Installation & First Use
DedupTool is distributed as a portable Windows build. No installation and no Python environment are required. Just follow these steps:
Download & Extract
The portable Windows build is available here. After downloading just follow the instructions above. These are also available as a README file in the download. Download the ZIP archive. Extract it to a folder of your choice (e.g. C:\Tools\DedupTool). Open the folder and start DedupTool.exe. That’s it.
What Happens on First Run?
On the first launch DedupTool will automatically create a few supporting folders inside the application directory:
DedupTool\
│
|── cache\
│ └── dedup_index.sqlite
│
|── reports\
│
└── dedup_settings.json
First Scan (Safe Workflow)
Select a test folder (not your entire archive). Enable Write HTML report to create a thumbnails report of the duplicate clusters found. Leave Dry Run enabled (default). Click Scan.
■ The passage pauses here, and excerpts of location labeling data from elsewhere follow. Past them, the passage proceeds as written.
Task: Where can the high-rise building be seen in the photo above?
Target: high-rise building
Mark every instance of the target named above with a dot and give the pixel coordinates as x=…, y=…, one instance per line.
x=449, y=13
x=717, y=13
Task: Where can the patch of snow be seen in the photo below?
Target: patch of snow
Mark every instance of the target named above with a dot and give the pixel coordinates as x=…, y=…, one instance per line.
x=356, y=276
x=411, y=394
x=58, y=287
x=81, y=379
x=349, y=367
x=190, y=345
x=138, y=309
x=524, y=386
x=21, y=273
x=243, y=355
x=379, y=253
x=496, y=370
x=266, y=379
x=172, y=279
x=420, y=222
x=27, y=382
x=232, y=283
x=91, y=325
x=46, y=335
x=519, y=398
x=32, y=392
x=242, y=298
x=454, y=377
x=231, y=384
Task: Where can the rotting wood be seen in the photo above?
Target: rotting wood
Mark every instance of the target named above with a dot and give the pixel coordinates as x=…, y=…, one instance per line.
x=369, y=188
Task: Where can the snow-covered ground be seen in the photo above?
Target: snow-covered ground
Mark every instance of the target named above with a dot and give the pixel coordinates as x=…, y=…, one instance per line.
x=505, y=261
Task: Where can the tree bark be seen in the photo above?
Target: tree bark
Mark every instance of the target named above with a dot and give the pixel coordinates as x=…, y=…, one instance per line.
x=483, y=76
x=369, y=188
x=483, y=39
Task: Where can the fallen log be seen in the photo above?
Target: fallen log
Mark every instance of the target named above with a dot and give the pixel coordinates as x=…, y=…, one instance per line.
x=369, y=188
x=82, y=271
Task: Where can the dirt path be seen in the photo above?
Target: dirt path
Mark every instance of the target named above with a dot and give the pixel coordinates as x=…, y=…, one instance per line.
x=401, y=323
When finished: Pick ‘Use index Db’, hit the browse button and confirm dedup_index.sqlite inside the child folder cache. The ‘traffic light’ will turn green.
From the Help menu, you can choose Diagnostics to see an overview the installed capabilities, important paths and the cache index DB.
Review the CSV in the reports folder, open the HTML report for visual inspection. Only after verification consider enabling: Move to quarantine, or Send to Recycle Bin. DedupTool is conservative by design. Review first, act later. Duplicate detection isn’t about speed… as I already said, it’s about confidence.

A summary of this post has also been published on LinkedIn.
A problem summery of the post has been discussed on Reddit.
Engineering Notes
2026
— Adjusted the keeper policy to prevent over-prioritizing sharpness.
— Added seed-centred cluster refinement to prevent perceptual hash chaining.